En évoquant le conflit interne qui a ravagé l’État le 15 juillet 2016, Jonasson a déclaré que les Kurdes avaient été victimes des attaques de l’époque et que les provinces kurdes étaient devenues une zone de guerre. Soulignant que l’isolement d’İmralı était inacceptable et que des mesures devaient être prises rapidement, Jonasson a déclaré que malgré les demandes du CPT, l’État turc refusait les visites des familles et des avocats à İmralı et n’autorisait même pas les appels téléphoniques.
La conférence s’est poursuivie le deuxième jour avec un panel intitulé « Sociocide, féminicide et écocide ». Au cours de ce panel, animé par le journaliste Ertuğrul Mavi, la journaliste et militante féministe Elif Kaya, l’académicienne Latife Akyüz et le membre du Mouvement écologique de Mésopotamie Necmettin Türk ont abordé des questions importantes.
Elif Kaya a pris la parole en premier et a attiré l’attention sur la question du féminicide : « Le féminicide est un problème qui a longtemps été laissé sans réponse et qui est donc souvent ignoré. Les femmes kurdes en particulier sont beaucoup plus touchées que les autres. »

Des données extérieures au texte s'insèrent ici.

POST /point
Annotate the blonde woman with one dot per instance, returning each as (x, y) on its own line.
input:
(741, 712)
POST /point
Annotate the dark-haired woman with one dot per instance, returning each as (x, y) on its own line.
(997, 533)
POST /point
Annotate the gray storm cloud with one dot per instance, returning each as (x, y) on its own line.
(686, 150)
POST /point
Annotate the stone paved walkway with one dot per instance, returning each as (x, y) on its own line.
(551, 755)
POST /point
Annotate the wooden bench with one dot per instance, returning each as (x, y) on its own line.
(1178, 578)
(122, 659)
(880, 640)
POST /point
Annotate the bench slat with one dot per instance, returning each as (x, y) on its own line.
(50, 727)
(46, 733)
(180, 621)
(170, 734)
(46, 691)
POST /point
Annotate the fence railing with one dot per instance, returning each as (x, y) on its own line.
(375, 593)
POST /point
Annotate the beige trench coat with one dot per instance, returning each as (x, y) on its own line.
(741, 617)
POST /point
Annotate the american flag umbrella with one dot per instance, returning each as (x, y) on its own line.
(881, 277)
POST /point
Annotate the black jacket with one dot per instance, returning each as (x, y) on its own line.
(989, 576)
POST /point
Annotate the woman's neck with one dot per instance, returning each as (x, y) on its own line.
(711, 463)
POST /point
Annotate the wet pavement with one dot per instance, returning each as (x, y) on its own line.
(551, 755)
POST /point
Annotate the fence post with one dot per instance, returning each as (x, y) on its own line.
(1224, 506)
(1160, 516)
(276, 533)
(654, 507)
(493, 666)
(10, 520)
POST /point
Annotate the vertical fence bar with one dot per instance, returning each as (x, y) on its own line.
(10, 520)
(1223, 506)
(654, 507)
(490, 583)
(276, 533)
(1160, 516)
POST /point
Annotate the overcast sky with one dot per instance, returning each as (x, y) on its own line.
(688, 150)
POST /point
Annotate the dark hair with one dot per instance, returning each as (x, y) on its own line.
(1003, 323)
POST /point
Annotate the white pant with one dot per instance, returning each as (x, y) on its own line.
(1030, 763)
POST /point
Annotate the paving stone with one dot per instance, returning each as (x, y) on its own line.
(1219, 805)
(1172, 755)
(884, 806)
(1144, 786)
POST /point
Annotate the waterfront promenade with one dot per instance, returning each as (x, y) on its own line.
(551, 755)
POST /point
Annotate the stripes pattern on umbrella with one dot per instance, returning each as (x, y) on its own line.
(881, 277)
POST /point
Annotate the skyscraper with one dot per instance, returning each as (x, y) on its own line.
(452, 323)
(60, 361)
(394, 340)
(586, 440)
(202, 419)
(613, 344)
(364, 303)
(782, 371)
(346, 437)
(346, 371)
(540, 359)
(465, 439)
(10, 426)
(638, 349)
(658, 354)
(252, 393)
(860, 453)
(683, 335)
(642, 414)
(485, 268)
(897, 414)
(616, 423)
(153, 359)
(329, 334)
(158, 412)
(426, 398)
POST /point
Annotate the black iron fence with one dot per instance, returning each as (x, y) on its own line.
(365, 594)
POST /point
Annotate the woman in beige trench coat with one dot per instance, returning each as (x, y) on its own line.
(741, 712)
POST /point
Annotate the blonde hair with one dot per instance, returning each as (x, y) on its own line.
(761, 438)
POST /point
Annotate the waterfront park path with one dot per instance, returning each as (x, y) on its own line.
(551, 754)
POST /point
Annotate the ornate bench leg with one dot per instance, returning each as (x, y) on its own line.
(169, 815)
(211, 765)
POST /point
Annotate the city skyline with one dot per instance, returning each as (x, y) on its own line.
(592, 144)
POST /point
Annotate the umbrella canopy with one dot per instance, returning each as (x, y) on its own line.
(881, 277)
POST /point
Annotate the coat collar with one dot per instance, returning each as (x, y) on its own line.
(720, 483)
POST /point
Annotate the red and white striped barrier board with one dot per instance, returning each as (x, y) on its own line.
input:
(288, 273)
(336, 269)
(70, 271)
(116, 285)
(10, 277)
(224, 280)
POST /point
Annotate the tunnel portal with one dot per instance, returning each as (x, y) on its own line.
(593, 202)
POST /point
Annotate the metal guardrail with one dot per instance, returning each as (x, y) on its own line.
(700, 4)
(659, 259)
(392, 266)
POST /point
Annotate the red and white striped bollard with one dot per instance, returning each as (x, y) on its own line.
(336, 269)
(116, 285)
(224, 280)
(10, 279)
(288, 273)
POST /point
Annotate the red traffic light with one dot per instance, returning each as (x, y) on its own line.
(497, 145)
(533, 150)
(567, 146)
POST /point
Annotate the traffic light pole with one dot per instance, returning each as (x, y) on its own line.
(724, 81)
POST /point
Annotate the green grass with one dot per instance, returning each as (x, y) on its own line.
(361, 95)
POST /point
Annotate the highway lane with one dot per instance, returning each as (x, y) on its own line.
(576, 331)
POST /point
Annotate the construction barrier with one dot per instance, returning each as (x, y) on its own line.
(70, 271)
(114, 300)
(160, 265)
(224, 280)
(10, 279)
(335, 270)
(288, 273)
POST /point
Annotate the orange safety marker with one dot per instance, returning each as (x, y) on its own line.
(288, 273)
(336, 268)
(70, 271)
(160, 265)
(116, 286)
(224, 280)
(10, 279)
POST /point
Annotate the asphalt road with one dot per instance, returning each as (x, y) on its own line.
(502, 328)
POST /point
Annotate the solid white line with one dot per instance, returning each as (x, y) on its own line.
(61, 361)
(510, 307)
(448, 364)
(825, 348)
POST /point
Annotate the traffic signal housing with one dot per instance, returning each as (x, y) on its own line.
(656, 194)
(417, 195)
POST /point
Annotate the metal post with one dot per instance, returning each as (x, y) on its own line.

Elif Kaya a expliqué, à l’aide d’exemples historiques, comment les politiques autoritaires en Turquie ont accru la répression contre les intellectuels et les femmes, et comment le corps des femmes a été instrumentalisé dans la guerre : « Dersim en 1938 et le cas de la combattante Ekin Van en 2015 montrent comment le corps féminin est utilisé pour créer la peur et approfondir la mémoire du génocide. »
Necmettin Türk, membre du Mouvement écologiste de Mésopotamie, a déclaré que la destruction des écosystèmes est une atteinte à l’existence culturelle du peuple kurde : « Les politiques de destruction des écosystèmes des États coloniaux au Kurdistan sont utilisées comme un outil de génocide culturel. Le projet GAP et les projets de barrages visent non seulement la nature, mais aussi la vie et la culture du peuple. »
Türk a souligné que l’écocide devrait être considéré comme un crime contre l’humanité et a déclaré : « Cette destruction environnementale s’est transformée en une violation des droits de l’homme qui détruit non seulement la nature mais aussi la structure culturelle et sociale de la région. »
La professeure Latife Akyüz a attiré l’attention sur les effets de l’exode intellectuel sur la société turque : « Les politiques autoritaires en Turquie après 2016 ont contraint de nombreux intellectuels, notamment des universitaires pacifistes, à l’exil. Il ne s’agit pas seulement d’une migration individuelle, mais aussi de la destruction de la mémoire sociale et de la transmission culturelle. »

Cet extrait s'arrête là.